Please demote anyone today who tries to claim that installation of a “defensive moat” is a way for monarchs to prevent people from escaping taxation.

The Benin Wall and its moat (Nigeria) built by Oba Oguola 1280-1295 were allegedly four times longer than the “Great Wall” of China. Source: hotels.ng

In a bizarre screed about their view of technology futures, a16z literally advocates for the least ethical data practices as their “best” strategy to profit with AI. They refer to your data being difficult to remove from a castle as a “defensive moat”, which doesn’t make it any easier to justify as unlawful incarceration:

Great software companies are built around strong defensive moats. Some of the best moats are strong forces like network effects, high switching costs, and economies of scale.
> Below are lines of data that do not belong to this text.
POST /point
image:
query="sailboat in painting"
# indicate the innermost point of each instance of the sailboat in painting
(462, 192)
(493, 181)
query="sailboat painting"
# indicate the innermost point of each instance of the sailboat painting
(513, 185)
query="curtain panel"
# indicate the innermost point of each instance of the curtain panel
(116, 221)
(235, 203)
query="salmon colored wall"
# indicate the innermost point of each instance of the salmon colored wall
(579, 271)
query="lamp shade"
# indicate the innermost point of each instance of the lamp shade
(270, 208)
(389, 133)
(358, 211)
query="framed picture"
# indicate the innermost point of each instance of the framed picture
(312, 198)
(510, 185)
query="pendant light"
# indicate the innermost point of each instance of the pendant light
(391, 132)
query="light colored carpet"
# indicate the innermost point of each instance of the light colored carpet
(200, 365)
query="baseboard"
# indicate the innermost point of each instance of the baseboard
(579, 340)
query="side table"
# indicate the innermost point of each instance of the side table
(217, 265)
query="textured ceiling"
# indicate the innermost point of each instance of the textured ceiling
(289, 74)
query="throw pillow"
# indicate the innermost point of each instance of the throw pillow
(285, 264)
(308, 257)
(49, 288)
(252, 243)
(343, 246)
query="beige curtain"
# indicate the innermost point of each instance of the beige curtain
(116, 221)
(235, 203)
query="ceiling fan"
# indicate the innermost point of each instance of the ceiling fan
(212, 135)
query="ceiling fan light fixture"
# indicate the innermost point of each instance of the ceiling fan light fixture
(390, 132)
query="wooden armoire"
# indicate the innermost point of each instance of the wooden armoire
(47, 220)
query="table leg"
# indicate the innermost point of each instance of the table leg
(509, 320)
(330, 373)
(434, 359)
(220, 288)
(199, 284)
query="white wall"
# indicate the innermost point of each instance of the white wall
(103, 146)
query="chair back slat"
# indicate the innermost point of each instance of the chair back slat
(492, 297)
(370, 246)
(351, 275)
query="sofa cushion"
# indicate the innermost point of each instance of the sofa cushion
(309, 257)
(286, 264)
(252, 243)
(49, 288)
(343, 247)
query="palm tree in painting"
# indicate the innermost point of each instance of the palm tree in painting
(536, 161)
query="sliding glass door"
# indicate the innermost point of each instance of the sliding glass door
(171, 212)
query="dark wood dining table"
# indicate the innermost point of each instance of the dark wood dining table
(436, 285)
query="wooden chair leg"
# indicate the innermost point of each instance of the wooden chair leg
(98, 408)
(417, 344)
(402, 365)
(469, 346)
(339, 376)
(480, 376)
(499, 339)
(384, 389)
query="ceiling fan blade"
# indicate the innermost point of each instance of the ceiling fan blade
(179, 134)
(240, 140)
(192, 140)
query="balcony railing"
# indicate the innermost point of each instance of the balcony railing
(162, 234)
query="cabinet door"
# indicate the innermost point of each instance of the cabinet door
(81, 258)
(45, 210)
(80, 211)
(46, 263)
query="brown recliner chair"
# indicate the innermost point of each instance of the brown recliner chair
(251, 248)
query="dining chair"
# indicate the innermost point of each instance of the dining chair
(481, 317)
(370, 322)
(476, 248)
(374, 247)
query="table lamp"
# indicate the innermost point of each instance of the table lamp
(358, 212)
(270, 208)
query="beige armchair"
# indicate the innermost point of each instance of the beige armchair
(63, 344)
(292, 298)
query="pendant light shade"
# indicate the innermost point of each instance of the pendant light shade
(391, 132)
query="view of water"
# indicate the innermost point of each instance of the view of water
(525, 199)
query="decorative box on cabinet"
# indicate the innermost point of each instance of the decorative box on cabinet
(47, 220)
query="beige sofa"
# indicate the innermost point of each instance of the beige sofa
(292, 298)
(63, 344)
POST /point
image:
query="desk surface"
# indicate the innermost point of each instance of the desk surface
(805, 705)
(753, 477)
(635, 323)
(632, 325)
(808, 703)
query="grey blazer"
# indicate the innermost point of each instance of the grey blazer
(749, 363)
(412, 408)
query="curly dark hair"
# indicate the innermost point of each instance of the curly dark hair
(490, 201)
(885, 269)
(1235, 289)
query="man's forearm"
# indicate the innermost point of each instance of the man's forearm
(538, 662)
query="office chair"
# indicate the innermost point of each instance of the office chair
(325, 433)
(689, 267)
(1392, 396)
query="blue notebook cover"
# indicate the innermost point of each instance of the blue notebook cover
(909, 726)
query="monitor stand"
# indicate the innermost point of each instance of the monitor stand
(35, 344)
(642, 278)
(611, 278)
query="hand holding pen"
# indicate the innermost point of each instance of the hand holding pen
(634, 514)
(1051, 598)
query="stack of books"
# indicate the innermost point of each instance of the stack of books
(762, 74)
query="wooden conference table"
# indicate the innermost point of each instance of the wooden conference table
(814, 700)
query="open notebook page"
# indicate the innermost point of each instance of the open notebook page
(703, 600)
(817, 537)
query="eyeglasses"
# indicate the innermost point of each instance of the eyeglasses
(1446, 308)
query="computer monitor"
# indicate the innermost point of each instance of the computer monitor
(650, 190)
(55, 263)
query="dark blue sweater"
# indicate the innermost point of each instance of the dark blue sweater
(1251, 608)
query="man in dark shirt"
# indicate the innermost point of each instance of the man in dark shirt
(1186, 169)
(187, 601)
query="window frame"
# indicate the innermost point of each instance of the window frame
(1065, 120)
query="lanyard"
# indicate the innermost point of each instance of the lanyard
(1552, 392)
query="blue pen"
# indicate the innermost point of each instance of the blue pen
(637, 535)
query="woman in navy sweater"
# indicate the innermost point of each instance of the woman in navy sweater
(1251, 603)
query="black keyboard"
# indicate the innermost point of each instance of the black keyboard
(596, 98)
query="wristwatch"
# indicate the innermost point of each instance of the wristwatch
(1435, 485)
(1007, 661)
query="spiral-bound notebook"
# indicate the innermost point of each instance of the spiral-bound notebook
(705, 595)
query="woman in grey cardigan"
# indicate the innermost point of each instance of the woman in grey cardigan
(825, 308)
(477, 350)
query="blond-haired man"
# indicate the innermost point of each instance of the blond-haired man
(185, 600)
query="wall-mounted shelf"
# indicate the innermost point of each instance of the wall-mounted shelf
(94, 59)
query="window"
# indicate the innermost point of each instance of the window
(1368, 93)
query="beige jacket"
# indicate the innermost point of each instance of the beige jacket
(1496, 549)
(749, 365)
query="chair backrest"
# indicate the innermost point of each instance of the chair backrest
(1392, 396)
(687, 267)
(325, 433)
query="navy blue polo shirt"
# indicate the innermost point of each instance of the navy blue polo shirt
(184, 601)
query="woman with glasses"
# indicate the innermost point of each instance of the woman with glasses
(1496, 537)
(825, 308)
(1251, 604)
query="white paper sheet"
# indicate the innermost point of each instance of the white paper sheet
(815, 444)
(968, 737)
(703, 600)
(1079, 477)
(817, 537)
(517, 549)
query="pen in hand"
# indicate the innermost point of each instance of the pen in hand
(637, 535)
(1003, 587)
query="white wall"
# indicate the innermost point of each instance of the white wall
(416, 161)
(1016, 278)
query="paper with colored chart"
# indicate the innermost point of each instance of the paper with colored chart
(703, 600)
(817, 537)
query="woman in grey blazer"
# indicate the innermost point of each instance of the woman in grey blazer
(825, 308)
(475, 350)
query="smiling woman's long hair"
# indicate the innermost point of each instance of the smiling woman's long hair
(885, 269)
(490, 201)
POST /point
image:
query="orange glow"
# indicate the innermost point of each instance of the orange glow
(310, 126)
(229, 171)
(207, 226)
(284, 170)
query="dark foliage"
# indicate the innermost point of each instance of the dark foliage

That investment moat definition is basically a way of rationalizing insiders being prevented from leaving, historically the opposite of what “best moats” were actually engineered to do (protect against outsiders harming the residents sheltering inside).

Lock all your users’s data up and throw away the key seems to be the thinking behind this “best moat” definition for AI, although I’m sure people will argue locking up everyone inside a moat so they can’t leave when they want is somehow a rational defensive mindset for AI castle leadership.

Abolition of the unjust moats sounds like a good response to investor posts calling for forced incarceration of your body of data for their AI machine profits. Crossing a moat to leave should be your right, not denied by a castle that wants your body of data to pay for their moats and jails.

Choose liberty for your data, and walk away from for-profit prisons by giant “defensive moat” development barons.